Background: Auto-polymerized acrylic resins are commonly used in many applications in dentistry including in maxillofacial rehabilitation such as interim prostheses, denture repair, reline, orthodontic appliances, record base, among others. These substances, however, have some negative aspects such as poor mechanical properties. Aim: The objective of the current study was to evaluate the effect of incorporating zinc oxide nanoparticles to auto-polymerized acrylic resins on their flexural strength. Materials and methods: Thirty specimens were made from auto-polymerized acrylic resins, divided into three main groups (1 control and 2 experimental). Each group had ten specimens. The two experimental groups comprised the zinc oxide powder at 1% and 2% concentrations, respectively.
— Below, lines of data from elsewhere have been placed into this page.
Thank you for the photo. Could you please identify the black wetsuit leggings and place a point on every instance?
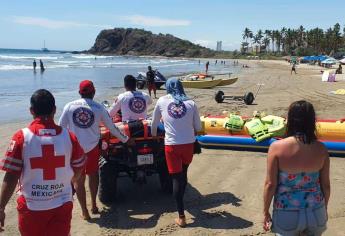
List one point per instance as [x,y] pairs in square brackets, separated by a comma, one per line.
[179,187]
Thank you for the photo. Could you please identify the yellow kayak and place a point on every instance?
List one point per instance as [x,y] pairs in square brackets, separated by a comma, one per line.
[201,84]
[325,129]
[226,82]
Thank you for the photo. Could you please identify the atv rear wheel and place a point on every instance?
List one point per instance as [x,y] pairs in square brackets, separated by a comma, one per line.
[108,183]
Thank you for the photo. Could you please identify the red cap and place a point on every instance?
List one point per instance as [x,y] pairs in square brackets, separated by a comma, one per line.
[86,87]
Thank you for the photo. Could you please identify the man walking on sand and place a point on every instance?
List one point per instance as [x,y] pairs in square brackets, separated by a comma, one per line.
[132,104]
[293,68]
[45,158]
[83,117]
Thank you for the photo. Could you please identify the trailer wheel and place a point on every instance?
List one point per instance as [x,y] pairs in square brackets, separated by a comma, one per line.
[248,98]
[219,96]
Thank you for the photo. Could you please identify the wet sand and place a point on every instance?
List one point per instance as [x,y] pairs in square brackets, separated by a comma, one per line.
[224,196]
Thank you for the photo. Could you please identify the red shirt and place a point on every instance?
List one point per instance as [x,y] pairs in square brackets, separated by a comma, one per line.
[13,160]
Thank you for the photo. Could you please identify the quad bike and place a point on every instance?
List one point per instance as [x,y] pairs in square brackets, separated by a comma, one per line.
[145,158]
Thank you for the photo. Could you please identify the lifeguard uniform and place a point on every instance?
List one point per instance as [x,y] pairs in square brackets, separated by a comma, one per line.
[150,80]
[45,156]
[181,121]
[132,104]
[83,117]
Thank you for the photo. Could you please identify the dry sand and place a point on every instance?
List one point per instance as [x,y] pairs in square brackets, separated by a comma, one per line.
[224,196]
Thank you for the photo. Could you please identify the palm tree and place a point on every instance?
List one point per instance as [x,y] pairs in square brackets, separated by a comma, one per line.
[246,33]
[256,41]
[270,35]
[266,41]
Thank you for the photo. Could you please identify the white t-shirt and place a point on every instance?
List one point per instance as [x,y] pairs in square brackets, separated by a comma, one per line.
[181,121]
[83,117]
[133,105]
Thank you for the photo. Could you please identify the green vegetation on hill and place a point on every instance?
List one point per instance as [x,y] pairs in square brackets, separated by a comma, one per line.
[121,41]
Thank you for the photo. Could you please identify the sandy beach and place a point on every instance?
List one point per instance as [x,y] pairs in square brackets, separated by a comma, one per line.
[224,196]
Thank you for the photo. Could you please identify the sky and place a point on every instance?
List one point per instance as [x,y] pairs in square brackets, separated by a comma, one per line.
[75,24]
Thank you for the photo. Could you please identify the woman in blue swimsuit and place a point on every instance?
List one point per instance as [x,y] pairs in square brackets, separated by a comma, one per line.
[297,177]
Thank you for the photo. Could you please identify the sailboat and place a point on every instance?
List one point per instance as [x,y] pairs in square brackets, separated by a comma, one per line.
[44,49]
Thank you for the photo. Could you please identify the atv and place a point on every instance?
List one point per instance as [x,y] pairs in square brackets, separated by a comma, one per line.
[145,158]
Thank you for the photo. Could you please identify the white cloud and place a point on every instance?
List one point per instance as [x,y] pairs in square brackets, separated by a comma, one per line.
[52,24]
[154,21]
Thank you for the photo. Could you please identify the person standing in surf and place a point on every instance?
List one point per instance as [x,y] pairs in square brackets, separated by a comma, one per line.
[150,81]
[43,159]
[42,66]
[181,123]
[34,64]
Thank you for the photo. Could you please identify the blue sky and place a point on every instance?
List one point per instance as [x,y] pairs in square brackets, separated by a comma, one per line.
[74,24]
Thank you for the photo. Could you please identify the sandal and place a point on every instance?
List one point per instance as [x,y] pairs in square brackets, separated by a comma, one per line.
[181,221]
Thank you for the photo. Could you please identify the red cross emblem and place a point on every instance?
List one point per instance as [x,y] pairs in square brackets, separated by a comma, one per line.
[48,162]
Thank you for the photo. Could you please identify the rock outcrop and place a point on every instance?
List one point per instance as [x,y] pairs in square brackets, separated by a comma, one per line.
[121,41]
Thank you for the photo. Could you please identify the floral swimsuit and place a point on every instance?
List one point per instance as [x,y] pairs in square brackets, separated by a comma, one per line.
[298,191]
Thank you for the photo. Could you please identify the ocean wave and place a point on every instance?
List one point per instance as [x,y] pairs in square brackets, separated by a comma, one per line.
[71,62]
[15,67]
[28,57]
[85,56]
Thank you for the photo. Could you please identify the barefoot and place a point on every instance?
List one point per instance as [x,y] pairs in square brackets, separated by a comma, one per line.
[181,221]
[85,216]
[95,210]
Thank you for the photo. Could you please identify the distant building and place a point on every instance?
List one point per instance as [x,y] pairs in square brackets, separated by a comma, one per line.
[219,46]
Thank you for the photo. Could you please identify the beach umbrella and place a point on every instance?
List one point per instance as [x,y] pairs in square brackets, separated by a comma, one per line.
[329,60]
[321,58]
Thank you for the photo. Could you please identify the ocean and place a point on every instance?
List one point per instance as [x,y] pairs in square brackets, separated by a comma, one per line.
[64,71]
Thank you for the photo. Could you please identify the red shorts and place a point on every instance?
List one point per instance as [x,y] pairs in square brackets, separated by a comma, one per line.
[177,155]
[151,86]
[53,222]
[92,158]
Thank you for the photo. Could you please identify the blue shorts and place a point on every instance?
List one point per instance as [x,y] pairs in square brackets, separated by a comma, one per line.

Acrylic specimens were fabricated with the dimension of 65mm length, 10mm width and 2.5mm thickness according to ISO 1567 specification 1999. Each specimen was subjected to the flexural strength test by a universal testing machine. The crosshead speed for the flexural strength test was 5mm/min until fracture occurred. The SPSS version 16 was utilized for the statistical analysis. The ANOVA and Tukey were used for the comparison among all groups. Results: there was a significant increase (p<0.001) in the flexural strength of the acrylic resins following the addition of zinc oxide particles (control group: 133.27 SD 1.73, ZnO 1%: 154.28 SD 2.90, ZnO 2%: 176.45 SD 0.94). Conclusions: The incorporation of zinc oxide nanoparticles has a significant effect on the flexural strength of auto-polymerized acrylic resins.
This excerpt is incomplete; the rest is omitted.